И сотворил себе кумира... | страница 34



У Лассаля я почти ничего не понял, но проникся тем большим уважением к нескольким вразумительным фразам о необходимости власти народа и неизбежности социализма. Зато Либкнехт понятно рассказывал о героизме и страшной судьбе парижских коммунаров. Читая о кровавой майской неделе, о гибели Домбровского и Делеклюза, я плакал такими же горячими слезами, как и над самыми любимыми страницами Некрасова, Короленко, Диккенса. И окончательно решил, что я убежденный коммунист.

Летом мы жили в деревне Соболевка к западу от Винницы на сахарном заводе, где отец работал агрономом, в доме заводского механика пана Тадеуша Вашко; его младший сын Казик был моим ровесником, младшая дочь Зося — на год моложе. С ними дружили сыновья мастера-аппаратчика одноногий Збышек и Казик, которого в отличие от чернявого Казика Вашко, называли «Казик Рудый». Влюбился я сразу же в Ядзю — круглолицую дочку химика. Она была неразлучна с младшей сестрой Хеленкой, остроносенькой, молчаливой озорницей, и с подружкой Вандой, маленькой, пухленькой, непрерывно болтавшей.

Все эти ребята и девочки были верующими католиками. По воскресеньям их, накрахмаленных, наглаженных, возили в костел в городок верст за двадцать. Ко мне они сперва отнеслись недоверчиво, так как я сразу же объявил, что я юный коммунист, демонстративно читал в саду красную книжечку «Коммуна» и к тому же оказался жидом. Пока я усвоил, что по-польски «жид» — вовсе не ругательство, а то же самое, что по-русски «еврей», состоялось несколько драк. Впрочем, они же возбудили у нас взаимное уважение. Казик Вашко был меньше меня ростом, но дрался лихо, метко бил костлявым кулачком, не плакал и не прекращал боя, когда текла из носа кровь, а, потерпев поражение, не злился. Второй Казик, рыжеватый, веснушчатый, плотный, был хитрее, умел опрокинуть неожиданной подножкой, ударить зло под ложечку, а, проигрывая, падал с криком: «Лежачего не бьют!» Его старший брат Збых ходил на костылях, но они служили отличным оружием в потасовках с хлопцами из соседних деревень.

Польские ребята вскоре приняли меня в свою компанию, называли Леон; со мной приняли и Сережу, сына агронома из соседнего совхоза. Раньше его чуждались и дразнили москалем.

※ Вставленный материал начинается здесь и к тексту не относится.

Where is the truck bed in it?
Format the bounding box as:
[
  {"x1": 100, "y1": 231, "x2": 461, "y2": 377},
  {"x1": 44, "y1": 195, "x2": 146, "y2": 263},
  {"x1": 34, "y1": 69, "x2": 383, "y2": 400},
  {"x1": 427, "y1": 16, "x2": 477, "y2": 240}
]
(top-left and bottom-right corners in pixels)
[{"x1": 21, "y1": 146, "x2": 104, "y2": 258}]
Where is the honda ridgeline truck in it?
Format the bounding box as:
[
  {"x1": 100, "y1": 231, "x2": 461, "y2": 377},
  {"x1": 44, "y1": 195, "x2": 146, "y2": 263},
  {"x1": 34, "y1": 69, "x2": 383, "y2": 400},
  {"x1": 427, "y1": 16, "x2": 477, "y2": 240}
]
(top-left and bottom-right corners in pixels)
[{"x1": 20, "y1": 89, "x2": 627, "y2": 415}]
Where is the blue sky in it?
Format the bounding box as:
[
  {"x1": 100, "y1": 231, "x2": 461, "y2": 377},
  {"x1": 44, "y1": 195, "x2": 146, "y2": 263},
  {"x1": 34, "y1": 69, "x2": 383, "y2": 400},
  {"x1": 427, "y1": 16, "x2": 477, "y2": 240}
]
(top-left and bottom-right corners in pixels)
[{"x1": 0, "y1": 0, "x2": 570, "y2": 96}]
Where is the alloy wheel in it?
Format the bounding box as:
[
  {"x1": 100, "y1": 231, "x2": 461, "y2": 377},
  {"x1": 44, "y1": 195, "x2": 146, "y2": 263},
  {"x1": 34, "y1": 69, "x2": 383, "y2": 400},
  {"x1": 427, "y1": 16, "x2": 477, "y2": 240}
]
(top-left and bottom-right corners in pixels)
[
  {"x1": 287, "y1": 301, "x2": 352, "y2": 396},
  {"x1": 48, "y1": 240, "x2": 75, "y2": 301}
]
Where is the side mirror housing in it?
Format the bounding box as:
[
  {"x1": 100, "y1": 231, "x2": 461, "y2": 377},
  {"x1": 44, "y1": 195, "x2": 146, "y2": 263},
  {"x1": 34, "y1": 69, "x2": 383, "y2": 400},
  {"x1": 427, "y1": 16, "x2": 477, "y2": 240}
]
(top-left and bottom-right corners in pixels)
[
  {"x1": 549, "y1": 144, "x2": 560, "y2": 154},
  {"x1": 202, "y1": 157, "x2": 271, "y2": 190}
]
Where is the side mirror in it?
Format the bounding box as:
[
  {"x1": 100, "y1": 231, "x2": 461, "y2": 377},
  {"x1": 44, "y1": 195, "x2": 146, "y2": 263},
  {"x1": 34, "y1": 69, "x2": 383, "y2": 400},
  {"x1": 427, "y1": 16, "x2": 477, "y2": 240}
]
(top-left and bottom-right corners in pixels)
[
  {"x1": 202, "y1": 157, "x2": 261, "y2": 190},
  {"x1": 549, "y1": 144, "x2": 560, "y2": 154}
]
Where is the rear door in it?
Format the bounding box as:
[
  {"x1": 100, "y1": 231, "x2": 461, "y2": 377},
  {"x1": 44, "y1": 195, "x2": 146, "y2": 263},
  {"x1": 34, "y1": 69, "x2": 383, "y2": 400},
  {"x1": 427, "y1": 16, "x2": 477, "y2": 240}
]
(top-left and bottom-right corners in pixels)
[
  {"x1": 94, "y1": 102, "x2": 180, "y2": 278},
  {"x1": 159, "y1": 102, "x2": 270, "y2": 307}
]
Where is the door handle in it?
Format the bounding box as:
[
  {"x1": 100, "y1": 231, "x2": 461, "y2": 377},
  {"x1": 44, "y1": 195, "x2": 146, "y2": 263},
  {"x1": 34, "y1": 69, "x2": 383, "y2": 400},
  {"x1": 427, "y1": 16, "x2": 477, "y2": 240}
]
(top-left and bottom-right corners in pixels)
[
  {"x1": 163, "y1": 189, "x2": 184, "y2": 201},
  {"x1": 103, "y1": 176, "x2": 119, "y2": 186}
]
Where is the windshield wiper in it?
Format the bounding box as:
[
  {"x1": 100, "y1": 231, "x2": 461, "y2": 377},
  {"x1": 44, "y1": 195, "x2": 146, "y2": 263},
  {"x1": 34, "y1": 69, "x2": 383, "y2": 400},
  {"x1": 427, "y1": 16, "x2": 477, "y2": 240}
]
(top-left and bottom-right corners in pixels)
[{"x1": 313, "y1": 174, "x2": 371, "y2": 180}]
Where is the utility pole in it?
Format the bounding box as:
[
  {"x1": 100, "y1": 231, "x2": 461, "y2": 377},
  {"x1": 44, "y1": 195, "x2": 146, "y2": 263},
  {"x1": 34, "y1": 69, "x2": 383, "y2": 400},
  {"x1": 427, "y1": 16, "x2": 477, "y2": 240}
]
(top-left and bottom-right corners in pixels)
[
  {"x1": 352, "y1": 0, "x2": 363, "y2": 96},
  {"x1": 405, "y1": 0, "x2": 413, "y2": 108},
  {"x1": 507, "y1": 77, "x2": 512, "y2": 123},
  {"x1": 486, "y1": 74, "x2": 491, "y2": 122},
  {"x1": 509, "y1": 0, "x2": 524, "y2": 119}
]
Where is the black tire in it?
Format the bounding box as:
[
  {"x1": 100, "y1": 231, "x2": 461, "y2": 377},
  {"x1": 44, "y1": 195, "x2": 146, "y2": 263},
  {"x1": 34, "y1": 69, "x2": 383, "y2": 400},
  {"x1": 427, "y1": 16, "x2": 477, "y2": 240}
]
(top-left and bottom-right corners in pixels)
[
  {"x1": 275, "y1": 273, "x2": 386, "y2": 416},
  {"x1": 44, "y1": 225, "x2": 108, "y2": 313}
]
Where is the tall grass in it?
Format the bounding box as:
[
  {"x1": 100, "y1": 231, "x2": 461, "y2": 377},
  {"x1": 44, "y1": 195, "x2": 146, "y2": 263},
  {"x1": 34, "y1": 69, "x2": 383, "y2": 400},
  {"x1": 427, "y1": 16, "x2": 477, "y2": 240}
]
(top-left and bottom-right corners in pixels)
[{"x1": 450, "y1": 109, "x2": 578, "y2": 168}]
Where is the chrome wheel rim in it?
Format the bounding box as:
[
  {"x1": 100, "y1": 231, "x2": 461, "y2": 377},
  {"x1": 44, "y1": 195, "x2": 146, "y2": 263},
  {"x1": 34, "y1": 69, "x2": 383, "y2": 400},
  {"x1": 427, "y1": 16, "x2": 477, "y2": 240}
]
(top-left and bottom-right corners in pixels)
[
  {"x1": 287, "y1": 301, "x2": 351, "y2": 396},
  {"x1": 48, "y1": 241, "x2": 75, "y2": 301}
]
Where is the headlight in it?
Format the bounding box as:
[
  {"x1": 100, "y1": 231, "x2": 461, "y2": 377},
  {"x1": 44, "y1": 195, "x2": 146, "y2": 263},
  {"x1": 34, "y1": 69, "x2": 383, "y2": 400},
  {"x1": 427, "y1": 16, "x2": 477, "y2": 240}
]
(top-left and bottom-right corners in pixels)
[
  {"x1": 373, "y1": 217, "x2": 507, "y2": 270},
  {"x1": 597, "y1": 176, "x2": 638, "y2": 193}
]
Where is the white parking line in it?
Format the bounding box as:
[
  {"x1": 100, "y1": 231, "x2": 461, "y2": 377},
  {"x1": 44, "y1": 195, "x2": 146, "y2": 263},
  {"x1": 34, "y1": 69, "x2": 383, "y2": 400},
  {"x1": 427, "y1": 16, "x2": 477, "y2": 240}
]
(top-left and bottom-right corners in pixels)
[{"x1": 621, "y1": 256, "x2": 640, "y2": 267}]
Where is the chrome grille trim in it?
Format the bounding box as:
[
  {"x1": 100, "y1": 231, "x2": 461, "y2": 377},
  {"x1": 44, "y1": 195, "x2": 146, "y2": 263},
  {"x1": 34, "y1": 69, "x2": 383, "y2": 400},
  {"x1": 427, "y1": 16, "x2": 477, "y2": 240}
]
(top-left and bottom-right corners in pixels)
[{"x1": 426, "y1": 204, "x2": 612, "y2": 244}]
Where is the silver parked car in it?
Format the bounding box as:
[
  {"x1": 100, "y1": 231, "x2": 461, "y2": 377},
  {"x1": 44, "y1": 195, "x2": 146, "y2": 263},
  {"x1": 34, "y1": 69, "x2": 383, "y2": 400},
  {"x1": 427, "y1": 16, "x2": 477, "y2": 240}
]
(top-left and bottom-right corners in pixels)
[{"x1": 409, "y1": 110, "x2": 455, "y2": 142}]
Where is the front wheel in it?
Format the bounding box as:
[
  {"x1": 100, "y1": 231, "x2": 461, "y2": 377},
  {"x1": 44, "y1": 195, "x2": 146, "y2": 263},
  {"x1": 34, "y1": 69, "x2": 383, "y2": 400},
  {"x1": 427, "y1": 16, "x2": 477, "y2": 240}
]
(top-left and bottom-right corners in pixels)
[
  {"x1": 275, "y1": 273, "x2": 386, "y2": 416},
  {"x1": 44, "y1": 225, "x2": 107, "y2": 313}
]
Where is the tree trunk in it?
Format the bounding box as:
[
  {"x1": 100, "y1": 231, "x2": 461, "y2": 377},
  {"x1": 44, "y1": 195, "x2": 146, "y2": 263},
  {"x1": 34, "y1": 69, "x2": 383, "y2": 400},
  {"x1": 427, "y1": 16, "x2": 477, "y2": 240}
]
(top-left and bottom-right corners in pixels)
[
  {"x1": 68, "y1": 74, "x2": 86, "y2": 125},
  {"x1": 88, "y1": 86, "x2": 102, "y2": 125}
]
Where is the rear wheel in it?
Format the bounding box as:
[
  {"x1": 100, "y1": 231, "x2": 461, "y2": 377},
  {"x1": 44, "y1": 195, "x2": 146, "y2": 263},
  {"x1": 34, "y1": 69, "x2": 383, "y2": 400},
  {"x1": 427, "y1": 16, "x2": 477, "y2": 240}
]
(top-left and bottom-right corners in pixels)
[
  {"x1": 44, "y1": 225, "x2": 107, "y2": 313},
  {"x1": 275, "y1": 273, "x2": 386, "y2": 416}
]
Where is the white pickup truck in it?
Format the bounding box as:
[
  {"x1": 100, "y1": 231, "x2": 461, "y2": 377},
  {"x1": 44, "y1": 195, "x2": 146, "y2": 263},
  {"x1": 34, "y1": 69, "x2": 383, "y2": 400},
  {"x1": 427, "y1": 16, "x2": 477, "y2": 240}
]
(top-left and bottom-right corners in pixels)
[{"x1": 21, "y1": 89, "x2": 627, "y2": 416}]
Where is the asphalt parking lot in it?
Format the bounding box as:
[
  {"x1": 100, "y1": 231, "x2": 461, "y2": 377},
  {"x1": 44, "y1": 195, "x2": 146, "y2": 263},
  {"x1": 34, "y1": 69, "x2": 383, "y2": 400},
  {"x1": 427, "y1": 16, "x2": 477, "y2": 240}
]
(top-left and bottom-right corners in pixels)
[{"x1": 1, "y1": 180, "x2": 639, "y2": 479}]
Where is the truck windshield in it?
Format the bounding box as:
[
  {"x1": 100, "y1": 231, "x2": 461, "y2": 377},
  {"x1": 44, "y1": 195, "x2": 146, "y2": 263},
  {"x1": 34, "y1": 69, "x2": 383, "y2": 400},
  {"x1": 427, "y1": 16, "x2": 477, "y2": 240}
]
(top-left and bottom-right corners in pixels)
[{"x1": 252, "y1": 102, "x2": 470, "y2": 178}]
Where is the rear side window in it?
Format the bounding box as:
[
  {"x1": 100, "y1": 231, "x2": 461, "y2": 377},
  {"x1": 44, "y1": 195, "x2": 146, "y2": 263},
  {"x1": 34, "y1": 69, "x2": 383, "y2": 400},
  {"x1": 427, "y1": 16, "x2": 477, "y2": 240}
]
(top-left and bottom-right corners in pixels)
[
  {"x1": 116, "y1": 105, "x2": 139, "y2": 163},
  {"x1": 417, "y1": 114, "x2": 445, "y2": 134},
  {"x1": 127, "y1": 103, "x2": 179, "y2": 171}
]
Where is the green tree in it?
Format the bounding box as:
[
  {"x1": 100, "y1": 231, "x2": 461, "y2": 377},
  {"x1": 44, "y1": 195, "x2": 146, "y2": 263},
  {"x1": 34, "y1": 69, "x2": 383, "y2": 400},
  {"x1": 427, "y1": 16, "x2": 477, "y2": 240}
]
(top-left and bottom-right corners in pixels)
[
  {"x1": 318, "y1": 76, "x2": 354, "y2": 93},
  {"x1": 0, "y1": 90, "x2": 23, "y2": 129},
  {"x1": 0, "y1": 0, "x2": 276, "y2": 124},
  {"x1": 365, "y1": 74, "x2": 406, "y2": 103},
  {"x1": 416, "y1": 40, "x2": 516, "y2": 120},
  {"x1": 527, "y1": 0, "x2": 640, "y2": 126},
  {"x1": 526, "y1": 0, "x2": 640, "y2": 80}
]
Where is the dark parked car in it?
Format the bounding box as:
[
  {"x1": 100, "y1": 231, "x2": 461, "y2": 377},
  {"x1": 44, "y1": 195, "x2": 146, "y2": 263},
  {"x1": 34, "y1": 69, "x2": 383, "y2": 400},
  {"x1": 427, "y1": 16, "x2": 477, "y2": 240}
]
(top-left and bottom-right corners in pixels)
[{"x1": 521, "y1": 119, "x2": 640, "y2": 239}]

Между поселком, где мы жили, и заводом тянулся большой пруд — ставок. На самом дальнем берегу была деревня. В кустах и зарослях очерета, окружавших несколько маленьких глинистых пляжей, происходили бои между заводскими и сельскими ребятами. На первых порах и я принимал в них участие. Но мне было не по душе, что мои новые друзья вели эти бои как часть вечной войны польских рыцарей с «хамами», «схизматами», «быдлом»… Вспомнив скаутские и юковские наставления, я решил стать миротворцем. Сельские ребята, босые, простоволосые, в серых холщевых штанцах до половины икры и драных сорочках, отнеслись ко мне грубо недоверчиво. Однако я говорил по-украински, хотя и не их «говиркою», рассказывал про Киев, про войну, про книжки, умел спивать «Стоит гора высокая», «Хмель», «Реве тай стогне». С одним из их заводил — Митько — коренастым крепышом — мы постепенно сблизились. Боролись по-честному, без подножек, и оказались примерно равной силы, хотя я был на голову выше ростом. Это ему льстило, тем более, что я признал равенство после того, как уложил его на лопатки приемом «двойной нельсон», недавно изученным по книге Берроуза «Тарзан». Наша дружба приобрела еще и экономическую основу. Мы с Казиком Вашко завели общий крольчатник в старом каменном сарае, который нам предоставил его отец. Первых кроликов мы купили за наличные, которые выпрашивали или крали у родителей. В ход шли и новые пятаки, и старые «лимоны», и даже керенки, гетманские «шаги» и деникинские «колокольчики». Потом мы главным образом менялись кроликами с сельскими ребятами или приобретали новых в обмен на тетрадки, книжки, на клетчатую и линованную бумагу. Митько был главным инициатором, посредником и партнером в большинстве таких сделок. Он же добывал корм для наших кроликов — рожь и пшеницу. Небольшой мешок — несколько килограммов зерна — стоил один «химический» карандаш или два простых.